Extracts from a Conversation with Azar Nafisi on Inge Morath’s Photographs of Iran in 1950’s

As an Iranian born writer on literature, who is also deeply interested in the role of women within civic society, I invited Azar Nafisi to comment on Inge Morath’s photographs of Iran from a variety of perspectives; historical as well as political, personal as well as cultural. As an writer and social critic, Nafisi shares with Morath a common set of intellectual concerns. Both are motivated by the larger historical movements of the 20th century, and both approach the study of the cultures that have been transformed by such movements through their creative output, particularly their literature and poetry.

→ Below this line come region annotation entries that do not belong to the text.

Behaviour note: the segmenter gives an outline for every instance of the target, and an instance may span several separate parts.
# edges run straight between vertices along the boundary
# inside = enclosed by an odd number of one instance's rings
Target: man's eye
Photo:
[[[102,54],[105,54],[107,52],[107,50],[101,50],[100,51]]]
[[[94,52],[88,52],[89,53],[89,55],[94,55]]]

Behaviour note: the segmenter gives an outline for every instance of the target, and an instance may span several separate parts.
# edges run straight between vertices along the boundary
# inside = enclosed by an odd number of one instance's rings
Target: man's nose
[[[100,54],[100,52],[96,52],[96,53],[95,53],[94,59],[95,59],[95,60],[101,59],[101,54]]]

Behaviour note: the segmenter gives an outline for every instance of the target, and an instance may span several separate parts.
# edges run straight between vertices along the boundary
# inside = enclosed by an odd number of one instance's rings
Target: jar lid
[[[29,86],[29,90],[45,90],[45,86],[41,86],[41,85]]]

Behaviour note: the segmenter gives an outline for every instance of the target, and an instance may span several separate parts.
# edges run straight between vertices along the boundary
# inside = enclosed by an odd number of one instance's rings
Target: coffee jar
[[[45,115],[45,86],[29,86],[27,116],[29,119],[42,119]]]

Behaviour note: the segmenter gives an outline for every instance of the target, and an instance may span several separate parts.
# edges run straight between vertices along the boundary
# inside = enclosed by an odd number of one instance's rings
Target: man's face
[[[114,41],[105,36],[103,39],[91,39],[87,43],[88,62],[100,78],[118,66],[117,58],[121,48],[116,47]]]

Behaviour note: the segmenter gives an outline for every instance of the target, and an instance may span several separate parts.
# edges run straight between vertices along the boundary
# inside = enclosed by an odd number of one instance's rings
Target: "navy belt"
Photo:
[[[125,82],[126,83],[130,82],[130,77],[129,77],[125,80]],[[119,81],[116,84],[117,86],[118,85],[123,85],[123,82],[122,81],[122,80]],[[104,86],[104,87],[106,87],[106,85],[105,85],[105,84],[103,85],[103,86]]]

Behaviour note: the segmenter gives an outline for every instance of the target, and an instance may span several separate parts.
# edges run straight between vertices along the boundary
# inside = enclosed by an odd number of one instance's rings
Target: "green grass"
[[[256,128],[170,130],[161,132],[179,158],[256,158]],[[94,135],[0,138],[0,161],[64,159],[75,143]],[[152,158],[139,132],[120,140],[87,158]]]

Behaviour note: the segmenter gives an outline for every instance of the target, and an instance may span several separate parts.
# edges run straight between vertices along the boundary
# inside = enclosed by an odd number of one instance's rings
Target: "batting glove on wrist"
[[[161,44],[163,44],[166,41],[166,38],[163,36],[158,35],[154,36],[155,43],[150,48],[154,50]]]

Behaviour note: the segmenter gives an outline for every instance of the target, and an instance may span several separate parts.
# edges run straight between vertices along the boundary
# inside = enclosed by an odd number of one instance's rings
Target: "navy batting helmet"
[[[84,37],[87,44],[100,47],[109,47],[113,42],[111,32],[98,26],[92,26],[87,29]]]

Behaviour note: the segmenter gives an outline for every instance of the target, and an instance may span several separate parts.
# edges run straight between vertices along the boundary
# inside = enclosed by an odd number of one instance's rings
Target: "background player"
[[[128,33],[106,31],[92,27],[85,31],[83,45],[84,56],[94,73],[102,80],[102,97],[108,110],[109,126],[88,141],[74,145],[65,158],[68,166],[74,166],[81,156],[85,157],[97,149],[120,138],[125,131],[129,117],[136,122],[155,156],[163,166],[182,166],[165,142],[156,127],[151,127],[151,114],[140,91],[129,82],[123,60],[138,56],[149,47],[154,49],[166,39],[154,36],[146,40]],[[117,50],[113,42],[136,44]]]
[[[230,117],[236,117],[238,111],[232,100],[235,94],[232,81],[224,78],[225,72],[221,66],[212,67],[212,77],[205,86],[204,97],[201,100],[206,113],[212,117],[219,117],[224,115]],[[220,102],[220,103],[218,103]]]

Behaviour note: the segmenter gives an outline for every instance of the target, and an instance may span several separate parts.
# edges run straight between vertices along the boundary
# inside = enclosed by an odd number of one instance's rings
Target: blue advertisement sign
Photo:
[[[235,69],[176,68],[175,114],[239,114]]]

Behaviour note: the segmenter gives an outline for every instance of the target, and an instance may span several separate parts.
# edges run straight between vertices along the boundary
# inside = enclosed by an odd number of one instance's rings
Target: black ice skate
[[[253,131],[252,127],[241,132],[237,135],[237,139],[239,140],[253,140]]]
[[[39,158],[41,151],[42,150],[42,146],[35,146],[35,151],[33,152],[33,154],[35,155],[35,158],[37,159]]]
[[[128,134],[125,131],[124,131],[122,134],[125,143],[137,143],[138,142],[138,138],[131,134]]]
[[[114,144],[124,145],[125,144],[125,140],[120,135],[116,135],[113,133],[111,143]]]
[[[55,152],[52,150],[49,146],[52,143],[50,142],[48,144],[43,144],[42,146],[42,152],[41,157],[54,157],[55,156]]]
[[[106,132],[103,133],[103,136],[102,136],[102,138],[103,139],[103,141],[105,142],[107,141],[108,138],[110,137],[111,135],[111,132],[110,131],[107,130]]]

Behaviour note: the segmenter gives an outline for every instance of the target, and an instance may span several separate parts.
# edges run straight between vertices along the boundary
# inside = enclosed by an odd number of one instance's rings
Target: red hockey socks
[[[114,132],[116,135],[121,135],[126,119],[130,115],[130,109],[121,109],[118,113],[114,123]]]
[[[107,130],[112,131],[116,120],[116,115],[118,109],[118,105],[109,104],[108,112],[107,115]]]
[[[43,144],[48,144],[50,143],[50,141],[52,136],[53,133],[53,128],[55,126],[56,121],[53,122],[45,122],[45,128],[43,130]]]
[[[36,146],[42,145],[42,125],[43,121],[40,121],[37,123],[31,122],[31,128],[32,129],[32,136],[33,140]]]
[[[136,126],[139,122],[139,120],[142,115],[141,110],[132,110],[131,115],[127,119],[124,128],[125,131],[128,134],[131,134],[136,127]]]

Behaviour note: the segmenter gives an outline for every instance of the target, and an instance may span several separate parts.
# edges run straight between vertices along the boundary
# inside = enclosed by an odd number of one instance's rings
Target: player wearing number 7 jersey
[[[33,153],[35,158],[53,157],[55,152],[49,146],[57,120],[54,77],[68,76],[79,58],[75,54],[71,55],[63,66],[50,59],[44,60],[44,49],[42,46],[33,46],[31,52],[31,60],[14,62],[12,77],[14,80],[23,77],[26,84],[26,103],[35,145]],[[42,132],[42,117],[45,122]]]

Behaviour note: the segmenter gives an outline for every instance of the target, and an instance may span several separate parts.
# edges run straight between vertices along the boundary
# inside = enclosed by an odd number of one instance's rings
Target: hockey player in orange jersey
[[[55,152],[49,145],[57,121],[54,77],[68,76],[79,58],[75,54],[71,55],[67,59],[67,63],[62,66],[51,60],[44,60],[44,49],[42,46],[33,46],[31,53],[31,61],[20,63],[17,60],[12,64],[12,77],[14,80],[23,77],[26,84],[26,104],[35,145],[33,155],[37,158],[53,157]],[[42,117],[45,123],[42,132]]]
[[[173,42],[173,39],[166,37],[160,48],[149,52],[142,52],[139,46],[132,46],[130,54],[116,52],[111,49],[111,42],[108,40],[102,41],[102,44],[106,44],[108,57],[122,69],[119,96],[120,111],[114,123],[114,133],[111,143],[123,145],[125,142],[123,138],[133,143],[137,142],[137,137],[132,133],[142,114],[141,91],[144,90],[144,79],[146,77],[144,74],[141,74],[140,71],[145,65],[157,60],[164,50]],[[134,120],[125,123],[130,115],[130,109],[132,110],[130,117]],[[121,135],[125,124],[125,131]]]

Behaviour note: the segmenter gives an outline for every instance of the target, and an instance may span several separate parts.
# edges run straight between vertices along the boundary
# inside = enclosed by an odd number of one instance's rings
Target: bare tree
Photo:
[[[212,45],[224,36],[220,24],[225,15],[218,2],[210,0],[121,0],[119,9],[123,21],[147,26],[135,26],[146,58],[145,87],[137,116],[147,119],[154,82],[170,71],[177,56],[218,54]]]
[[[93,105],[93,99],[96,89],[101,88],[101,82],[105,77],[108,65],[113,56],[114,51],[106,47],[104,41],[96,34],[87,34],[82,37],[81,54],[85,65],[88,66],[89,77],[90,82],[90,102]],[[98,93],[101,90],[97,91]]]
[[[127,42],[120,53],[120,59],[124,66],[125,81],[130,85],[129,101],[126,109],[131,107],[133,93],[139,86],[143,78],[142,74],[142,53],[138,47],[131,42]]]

In approaching Morath’s photographs, I asked Nafisi to consider, on the one hand, how Morath might have prepared for her visit to Iran, and what impact a consciousness largely shaped by its literature might have on the photographs she made there. On the other hand, I asked her to imagine a contemporary, non-Iranian viewer of Morath’s images, whose knowledge of Nafisi’s homeland has been shaped in large part through the media coverage, much of it photographic, of recent political events in Iran. Balancing these, during our conversation, in Washington, DC on October 27th, 2008, Nafisi provided both an objective context for encountering Morath’s photographs and a sincerely personal response to them.